真夜中のドロップアウトカウボーイズ@別館
ピンク映画は観ただけ全部感想を書く、ひたすらに虚空を撃ち続ける無為。
 



 「17歳の風景 少年は何を見たのか」(2005/製作:若松プロダクション・シマフィルム/配給:シマフィルム/監督:若松孝二/脚本:山田孝之・出口出・志摩敏樹/音楽:友川カズキ/演奏:石塚俊明(頭脳警察)・ロケット・マツ・松井亜由美・金井太郎/題字:柄本佑/支援:文化庁/出演:柄本佑・針生一郎・関えつ子・小林かおり・井端珠里・不破万作・田中要次、他)。
 2000年に岡山県で起きた、十七歳の高校生による金属バット母親殺害事件。野球部の後輩に金属バットで重軽傷を負はせた少年は、帰宅後同じく金属バットで母親を殺害。北海道を目指しママチャリ(劇中ではMTB)で逃走、十六日後に秋田県内で身柄を確保される。今作は、この事件に題材を得た映画である。
 黙々とMTBで北へと向かふ少年(柄本)。行く先々での、駅の待合室で自らの戦争体験を語る老人(針生)、戦時中に強制連行されて来た在日朝鮮人の老婆(関)、らとの出会ひを経て少年は終に竜飛岬に辿り着く。そこでMTBを壊してしまひ、少年は岬からチャリンコを打ち捨てる。
 余計なものをひとつひとつ削ぎ落として行つたところ、何もかも削ぎ落とし過ぎて何も残らなくなつてしまつたやうな映画である。簡潔に斬つて捨ててしまへば、何故母親を殺したのか。何故北に向かつたのか。向かつた先の北で、少年が見たものは果たして何であつたのか。何も答へを出せとは言はない。それは出せるならば出すに越したことはないが、所詮は一個の人間には叶はぬ相談であつたとしても無理はない。ならば、といふかに、しても。せめて何某か有効なアプローチの方向性くらゐまででも見出せなかつたならば、潔く映画なんて撮らなければいいんだ。
 漫然とした失敗作である。私はこのやうな映画から、何程かの意味を意図的に汲み取つて、ハッキリ言つてしまへば想像を通り越して創造して(捏造、といはぬのはせめてもの節度だとでも思つて頂きたい)、それで自分には何事か伝はつたかのやうな顔をする姿勢、営為の全てを一切評価しない。

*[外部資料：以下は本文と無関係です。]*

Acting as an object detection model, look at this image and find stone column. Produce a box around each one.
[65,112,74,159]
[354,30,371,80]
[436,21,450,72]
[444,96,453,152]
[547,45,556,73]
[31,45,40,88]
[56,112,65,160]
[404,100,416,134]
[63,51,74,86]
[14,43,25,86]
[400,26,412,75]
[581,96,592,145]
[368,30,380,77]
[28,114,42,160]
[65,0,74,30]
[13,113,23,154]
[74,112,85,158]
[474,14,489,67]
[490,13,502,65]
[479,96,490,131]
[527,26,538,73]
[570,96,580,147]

 音楽は、絶叫フォーク歌手の友川カズキ。実も蓋も無い物言ひの連続になつてしまひ恐縮ではあるが、ただでさへ何もかも削ぎ落とし過ぎて何も残らなくなつてしまつたやうな映画の中にあつては、その歌声は邪魔なばかりである。「IZO」(2004/監督:三池崇史)の時のやうに、友川カズキ自体を巧みに物語自体の内部に吸収するやうな方策でも採らぬ限り、絶叫フォークが何を歌つてゐるのか歌詞に注意を傾けるだけでも、既に映画本体をおとなしく吟味することの妨げになつてしまふのである。頭脳警察の石塚俊明らの演奏による劇伴も、単純にボリュームの如何以上に過剰である。
 ネタバレもへつたくれも初めからないやうな気もするが、一応は何処まで話してしまつていいものやら悩む。最終的に、少年は壊れてしまつたチャリンコを断崖から打ち捨てる。これはチャリンコ乗りとしての私の特殊な倫理観であるやも知れぬが、岡山から竜飛岬の北端にまで、己が体を運んで呉れたチャリンコを、壊れてしまつたからといつて無下に打ち捨ててしまふやうな物語を、ドロップアウトカウボーイズは断固として是認することは出来ない。それはそれとしても、これでは、母親を葬り去り、チャリンコも葬り去り、それでゐて自分自身には一切何の手も下さない。“何を見たのか”もクソもない。単なる甘ちやんの物語である。
 MTBが壊れてしまふ描写も不自然である。あそこでああいふ風にチャリンコがチャリンコだけで逆走してしまふことも、一度倒れてしまつただけでいきなり走行不能にあそこまでMTBが壊れてしまふことも、共に考へるに難い。

 劇場には、“若松孝二に映画「実録・連合赤軍」と撮らせたい。”と、船戸与一、宮崎学らの名前の下制作費、三億円を目標に一口三万円の応募を募るチラシが置かれてあつた。一作ヤキが回つたからといつて、直ちに若松孝二を見切るつもりはないが、今作を観た後ではとても金を出さうといふ気にはなれない。長谷川和彦が、金さへ集まれば今度こそ本当に絶対に撮る、といふのならば三万といはずもう少し出してもよいが。